Recorded: December 14 | 2023 Watch
In today's complex business landscape, effective Third-Party Governance, Risk Management, and Compliance (GRC) strategies are paramount for organizations seeking to thrive and maintain trust in the global marketplace.
However, without the support of executive leadership, implementing and maintaining a robust third-party risk management program (TPRM) can be an uphill battle. On this webinar we will address strategies to secure executive buy-in and ensure the success of your third-party risk management program.
Attendees will learn how to showcase the substantial ROI that investing in third-party risk management can yield, reducing annual loss expectancy from third-party-related adverse events, including how to:
- Craft a persuasive business case that emphasizes the financial benefits of a TPRM program,
- Enlist an executive sponsor from the C-suite and equip them with the knowledge and enthusiasm needed to champion your TPRM program effectively,
- Build alliances across various organizational functions and align your third-party GRC program with the broader strategic objectives of your organization,
- Integrate your TPRM processes into official company policies.
Moderator
Colin Whittaker, PCI Industry Alumni, Founder and Director Informed Risk Decisions Ltd. Colin has been instrumental in driving forward a risk and security strategy for payments over the last 15 years since he retired from the military in 2001, and took up the role of Head of Security at APACS. Whilst there he was one of the first people to be elected to the PCI SSC Board of Advisors where he was always keen to try and promote the differences in threat between Europe and UK, and the US. Since that election he hasn't moved far from the PCI domain. In 2010 he moved to Visa Europe and became the Vice President Payment System Risk with responsibilities for designing and operating the Visa Europe PCI compliance strategy for European merchants and service providers. He was also responsible for coordinating Visa Europe's approach to cardholder data breaches in Europe, and for the changes to the Visa Europe Compliance strategy through the creation of the Technology Innovation Programme which gave the very first PCI DSS compliance relief for EMV chip accepting merchants. In 2015 he went independent and currently provides cyber security risk consultancy services to a wide range of public and private companies. Colin has presented on Information Security at major events around the world, and has published a number of papers on security.
Panelists
Shane Hasert, Director of Threat Research and Cyber Security Standards at processUnity. Shane has 35 years of experience as a cybersecurity professional, and 18 of those years are dedicated specifically to third-party risk management and auditing. He is an Air Force veteran and has held positions leading security programs with several global consulting and security services firms supporting numerous industries including financial services, retail, healthcare, higher education, mortgage insurance, and gaming. Shane is a Certified Information Systems Security Professional (CISSP), Certified Information Security Auditor (CISA), Certified in Risk and Information Systems Controls (CRISC), Certified Data Privacy Solutions Engineer (CDPSE), Certified Third-Party Risk Assessor (CTPRA), and a Certified Third-Party Risk Professional (CTPRP); and holds an AS in Intelligence Analysis, BS in Business Management and MBA in Project Management.

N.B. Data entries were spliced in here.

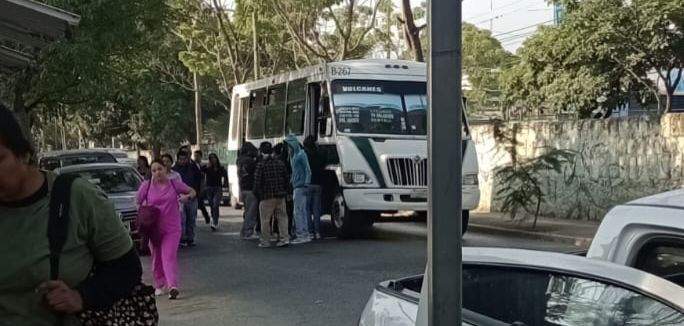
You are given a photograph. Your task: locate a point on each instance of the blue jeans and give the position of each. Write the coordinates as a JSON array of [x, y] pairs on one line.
[[251, 213], [214, 194], [314, 208], [301, 213], [188, 219]]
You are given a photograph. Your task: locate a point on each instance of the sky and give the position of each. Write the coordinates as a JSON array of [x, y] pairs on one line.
[[513, 20]]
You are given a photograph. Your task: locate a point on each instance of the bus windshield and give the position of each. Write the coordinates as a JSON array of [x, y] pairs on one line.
[[380, 107]]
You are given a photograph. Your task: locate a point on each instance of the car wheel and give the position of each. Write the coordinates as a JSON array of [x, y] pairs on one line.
[[465, 218], [349, 223]]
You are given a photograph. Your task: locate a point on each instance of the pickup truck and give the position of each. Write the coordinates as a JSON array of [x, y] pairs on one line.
[[633, 269]]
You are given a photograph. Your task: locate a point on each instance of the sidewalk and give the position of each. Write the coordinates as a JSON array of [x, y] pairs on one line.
[[576, 232]]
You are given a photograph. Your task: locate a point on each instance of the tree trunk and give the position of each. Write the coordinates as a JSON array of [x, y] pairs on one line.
[[19, 106], [411, 31], [198, 110], [156, 151]]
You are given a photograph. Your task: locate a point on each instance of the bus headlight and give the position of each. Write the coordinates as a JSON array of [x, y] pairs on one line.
[[470, 180], [356, 177]]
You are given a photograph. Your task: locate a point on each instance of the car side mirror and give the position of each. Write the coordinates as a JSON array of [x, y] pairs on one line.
[[328, 126]]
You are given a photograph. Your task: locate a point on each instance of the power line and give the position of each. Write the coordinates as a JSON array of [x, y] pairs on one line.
[[523, 28], [506, 13]]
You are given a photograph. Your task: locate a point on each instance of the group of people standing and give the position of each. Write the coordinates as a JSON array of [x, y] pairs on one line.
[[281, 190], [178, 190]]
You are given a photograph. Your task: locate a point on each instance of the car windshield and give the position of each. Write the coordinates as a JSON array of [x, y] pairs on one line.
[[380, 107], [112, 181]]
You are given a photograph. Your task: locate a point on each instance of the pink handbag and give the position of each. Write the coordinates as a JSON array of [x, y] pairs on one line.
[[148, 215]]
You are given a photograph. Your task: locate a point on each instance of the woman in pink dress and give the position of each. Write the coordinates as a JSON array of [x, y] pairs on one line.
[[165, 193]]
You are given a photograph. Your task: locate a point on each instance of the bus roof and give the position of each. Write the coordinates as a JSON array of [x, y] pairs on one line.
[[382, 69]]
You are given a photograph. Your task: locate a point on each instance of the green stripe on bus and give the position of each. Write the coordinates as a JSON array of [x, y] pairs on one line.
[[366, 149]]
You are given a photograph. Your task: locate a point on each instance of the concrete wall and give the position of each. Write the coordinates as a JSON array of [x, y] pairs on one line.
[[617, 160]]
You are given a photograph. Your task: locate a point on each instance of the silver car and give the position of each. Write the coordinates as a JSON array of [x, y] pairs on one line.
[[120, 182], [521, 287]]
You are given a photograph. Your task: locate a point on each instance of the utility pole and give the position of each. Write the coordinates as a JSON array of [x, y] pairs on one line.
[[198, 109], [444, 274], [254, 40], [491, 12]]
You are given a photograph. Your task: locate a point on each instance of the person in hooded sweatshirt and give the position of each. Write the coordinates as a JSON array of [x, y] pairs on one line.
[[300, 180]]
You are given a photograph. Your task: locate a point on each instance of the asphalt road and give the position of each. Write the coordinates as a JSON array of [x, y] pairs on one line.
[[228, 281]]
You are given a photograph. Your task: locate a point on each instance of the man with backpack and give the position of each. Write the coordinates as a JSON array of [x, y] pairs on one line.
[[300, 179], [270, 187], [191, 176]]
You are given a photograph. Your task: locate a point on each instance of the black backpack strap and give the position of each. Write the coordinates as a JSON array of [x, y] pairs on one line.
[[58, 221]]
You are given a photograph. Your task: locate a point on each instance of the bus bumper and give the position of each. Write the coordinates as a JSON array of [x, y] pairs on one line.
[[401, 199]]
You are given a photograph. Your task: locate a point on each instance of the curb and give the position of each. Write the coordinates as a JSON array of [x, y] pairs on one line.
[[575, 241]]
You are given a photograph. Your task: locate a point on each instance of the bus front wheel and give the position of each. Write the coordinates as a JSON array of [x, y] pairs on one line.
[[349, 223], [465, 214]]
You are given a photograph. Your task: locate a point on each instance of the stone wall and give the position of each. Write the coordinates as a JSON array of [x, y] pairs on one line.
[[617, 160]]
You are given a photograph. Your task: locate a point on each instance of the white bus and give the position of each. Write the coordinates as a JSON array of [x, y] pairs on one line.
[[370, 120]]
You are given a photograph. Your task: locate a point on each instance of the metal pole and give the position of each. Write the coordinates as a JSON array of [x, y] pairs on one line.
[[491, 12], [444, 153]]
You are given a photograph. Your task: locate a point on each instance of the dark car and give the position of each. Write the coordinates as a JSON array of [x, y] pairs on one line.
[[120, 182], [59, 159]]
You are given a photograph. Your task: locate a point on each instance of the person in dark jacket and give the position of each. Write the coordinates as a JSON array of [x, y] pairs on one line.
[[280, 152], [201, 196], [270, 186], [246, 164], [317, 166], [216, 177], [191, 176], [300, 179]]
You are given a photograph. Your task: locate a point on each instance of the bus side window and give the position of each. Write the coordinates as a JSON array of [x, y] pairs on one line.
[[325, 116], [256, 114], [296, 100], [275, 111]]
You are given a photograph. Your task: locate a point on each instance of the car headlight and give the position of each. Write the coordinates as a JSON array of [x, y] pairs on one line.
[[356, 177], [470, 180]]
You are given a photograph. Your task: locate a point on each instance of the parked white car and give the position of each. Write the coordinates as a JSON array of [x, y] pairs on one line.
[[635, 272], [504, 286], [647, 234]]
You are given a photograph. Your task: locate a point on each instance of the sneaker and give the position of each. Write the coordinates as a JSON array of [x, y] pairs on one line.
[[282, 243], [251, 237], [300, 240]]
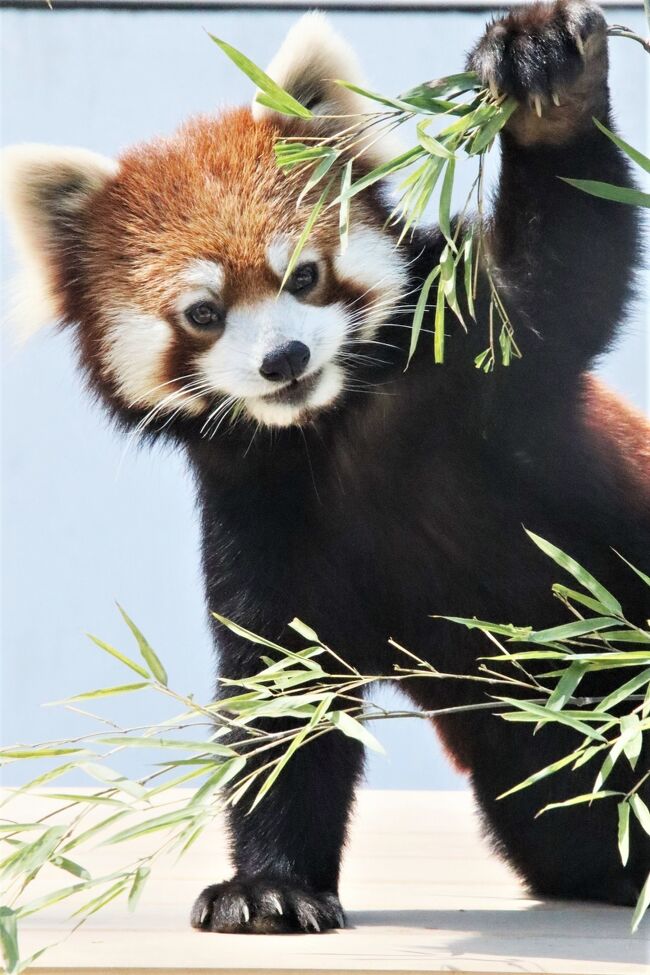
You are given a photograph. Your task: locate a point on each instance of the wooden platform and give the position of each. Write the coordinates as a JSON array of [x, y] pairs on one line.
[[422, 891]]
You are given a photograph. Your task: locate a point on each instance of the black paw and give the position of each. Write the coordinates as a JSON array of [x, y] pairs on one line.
[[261, 905], [539, 52]]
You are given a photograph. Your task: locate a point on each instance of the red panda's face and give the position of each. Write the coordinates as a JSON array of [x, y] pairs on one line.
[[170, 262]]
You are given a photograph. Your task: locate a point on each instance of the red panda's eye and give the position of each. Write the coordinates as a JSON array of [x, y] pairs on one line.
[[304, 277], [205, 315]]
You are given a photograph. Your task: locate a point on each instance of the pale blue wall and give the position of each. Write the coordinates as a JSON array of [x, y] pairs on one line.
[[83, 521]]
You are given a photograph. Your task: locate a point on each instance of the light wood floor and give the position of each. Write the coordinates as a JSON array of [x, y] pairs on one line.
[[422, 891]]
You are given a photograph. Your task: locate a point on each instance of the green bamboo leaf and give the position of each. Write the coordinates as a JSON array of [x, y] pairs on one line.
[[634, 154], [107, 648], [501, 629], [91, 907], [439, 322], [154, 825], [87, 834], [605, 191], [542, 773], [19, 753], [394, 103], [101, 692], [224, 774], [576, 570], [625, 690], [9, 938], [626, 636], [431, 91], [108, 775], [641, 575], [468, 266], [304, 236], [355, 729], [209, 747], [578, 800], [565, 687], [612, 756], [31, 856], [432, 146], [641, 811], [296, 742], [641, 905], [70, 866], [579, 597], [386, 169], [275, 96], [444, 216], [303, 630], [490, 129], [420, 308], [568, 631], [562, 717], [344, 206], [139, 880], [148, 655], [624, 831], [321, 170]]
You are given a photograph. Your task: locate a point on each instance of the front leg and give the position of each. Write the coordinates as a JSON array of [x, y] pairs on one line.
[[563, 261], [287, 851]]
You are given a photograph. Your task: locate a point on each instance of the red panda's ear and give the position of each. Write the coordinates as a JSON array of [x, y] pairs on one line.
[[46, 192], [310, 61]]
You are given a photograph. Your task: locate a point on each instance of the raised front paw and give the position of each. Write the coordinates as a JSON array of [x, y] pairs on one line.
[[552, 57], [260, 905]]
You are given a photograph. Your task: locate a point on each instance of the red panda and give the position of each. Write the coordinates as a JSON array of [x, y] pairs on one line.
[[334, 484]]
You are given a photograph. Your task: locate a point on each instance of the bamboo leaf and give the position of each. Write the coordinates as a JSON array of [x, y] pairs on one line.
[[605, 191], [578, 800], [302, 240], [31, 856], [542, 773], [139, 880], [276, 97], [625, 690], [641, 905], [439, 323], [9, 939], [151, 659], [420, 309], [624, 830], [576, 570], [641, 811], [641, 575], [355, 729], [70, 866], [565, 687], [102, 692], [107, 648], [634, 154], [570, 630], [344, 206], [225, 773], [444, 215], [432, 145]]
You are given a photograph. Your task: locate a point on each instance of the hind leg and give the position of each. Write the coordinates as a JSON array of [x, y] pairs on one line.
[[567, 853]]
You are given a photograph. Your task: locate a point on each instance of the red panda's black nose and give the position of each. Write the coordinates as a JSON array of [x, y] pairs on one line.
[[286, 362]]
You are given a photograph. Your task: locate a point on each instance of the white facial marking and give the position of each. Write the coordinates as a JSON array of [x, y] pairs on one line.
[[231, 366], [204, 274], [135, 345], [330, 384]]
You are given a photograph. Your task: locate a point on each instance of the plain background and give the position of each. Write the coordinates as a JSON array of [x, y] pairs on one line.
[[86, 521]]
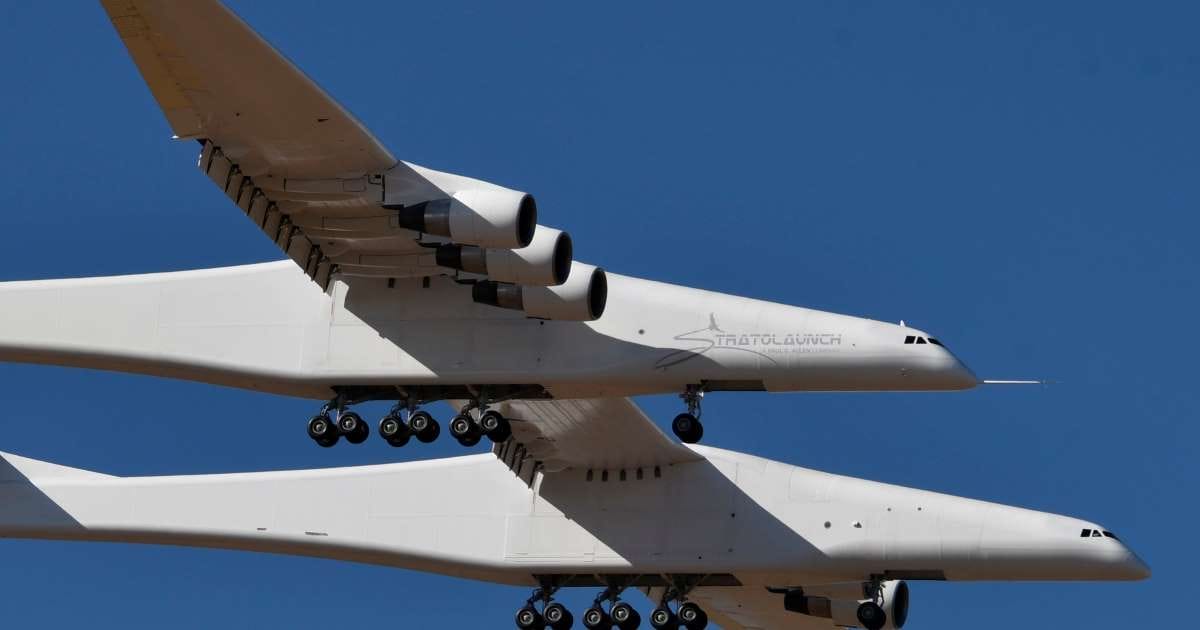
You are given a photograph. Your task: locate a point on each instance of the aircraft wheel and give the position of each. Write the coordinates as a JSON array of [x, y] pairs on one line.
[[694, 617], [594, 618], [688, 429], [664, 619], [871, 616], [528, 618], [465, 430], [351, 425], [424, 426], [625, 617], [558, 617], [391, 427], [495, 426], [321, 427]]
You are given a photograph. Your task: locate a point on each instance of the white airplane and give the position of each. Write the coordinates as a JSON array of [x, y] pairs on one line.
[[591, 493], [407, 283]]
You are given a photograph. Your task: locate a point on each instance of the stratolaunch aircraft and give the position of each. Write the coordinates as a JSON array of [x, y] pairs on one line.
[[591, 493], [407, 283]]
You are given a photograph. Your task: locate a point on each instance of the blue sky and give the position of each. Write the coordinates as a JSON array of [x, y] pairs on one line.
[[1019, 178]]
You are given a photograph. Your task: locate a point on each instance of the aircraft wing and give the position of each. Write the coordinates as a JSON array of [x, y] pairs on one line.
[[606, 436], [309, 174]]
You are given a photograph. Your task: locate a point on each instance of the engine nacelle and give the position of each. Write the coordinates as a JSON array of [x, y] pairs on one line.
[[873, 615], [546, 262], [489, 217], [582, 298]]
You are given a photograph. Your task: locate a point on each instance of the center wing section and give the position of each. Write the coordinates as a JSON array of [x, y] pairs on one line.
[[605, 436], [750, 609]]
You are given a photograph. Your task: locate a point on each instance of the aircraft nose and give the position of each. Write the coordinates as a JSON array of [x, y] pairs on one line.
[[1132, 567]]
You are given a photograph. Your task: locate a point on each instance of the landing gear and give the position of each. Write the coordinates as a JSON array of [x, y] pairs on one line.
[[558, 617], [624, 616], [465, 430], [469, 431], [495, 426], [322, 431], [693, 616], [664, 618], [687, 425], [424, 426], [595, 618], [871, 616], [394, 430], [688, 615], [528, 618], [351, 425], [469, 427], [553, 615]]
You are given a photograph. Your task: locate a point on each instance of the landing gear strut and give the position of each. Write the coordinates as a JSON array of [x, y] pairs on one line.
[[553, 615], [334, 421], [468, 429], [406, 421], [621, 615], [870, 615], [687, 425]]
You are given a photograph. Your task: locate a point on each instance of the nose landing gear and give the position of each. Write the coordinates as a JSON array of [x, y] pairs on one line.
[[553, 615], [687, 425]]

Jared Siddle, Director of Risk, North America at Protecht Group. Jared has extensive experience in enterprise risk management, compliance and assurance, including recent roles as Head of Risk Management for three banks and financial institutions. Over his career, he has managed global risk and compliance teams in more than 26 countries. His past work includes leadership roles as the Head of Risk Management for Vanguard and the Head of Risk Management for Fidelity International, with both roles based in London. Jared earned his Executive MBA from École des Ponts Business School in Paris and his BSc with Honours from City Of London Polytechnic. He is a Qualified Risk Director® of the Directors & Chief Risk Officer Institute, a Certified Enterprise Risk Professional with the American Bankers Association, and a Certified Institute of Risk Management Fellow. On LinkedIn: https://www.linkedin.com/in/jared-siddle
Theo Zafirakos, CISO, Terranova Security by Fortra. Theo is an experienced CISO, trusted cyber security advisor, and expert in security awareness strategy, governance, privacy, and more. He works with security leaders worldwide to help identify, evaluate, and manage security awareness strategies that align with their organizational objectives. He’s also responsible for internal cyber security policies and awareness initiatives at Terranova Security. Theo leads the Professional Services team in the implementation and execution of personalized security awareness training campaigns. He also helps organizations assess their security awareness training program's success with actionable metrics that facilitate long-term optimization and growth. Before joining Terranova Security, Theo spent 20 years at Canadian National Railway (CN), a leading North American transportation and logistics. In his role as CISO, he was responsible for the information security and governance strategy. Theo regularly speaks about security awareness and phishing simulation training at in-person and virtual industry events. He lives in Montreal, QC, and enjoys traveling, cooking, board games, and spending time with his family.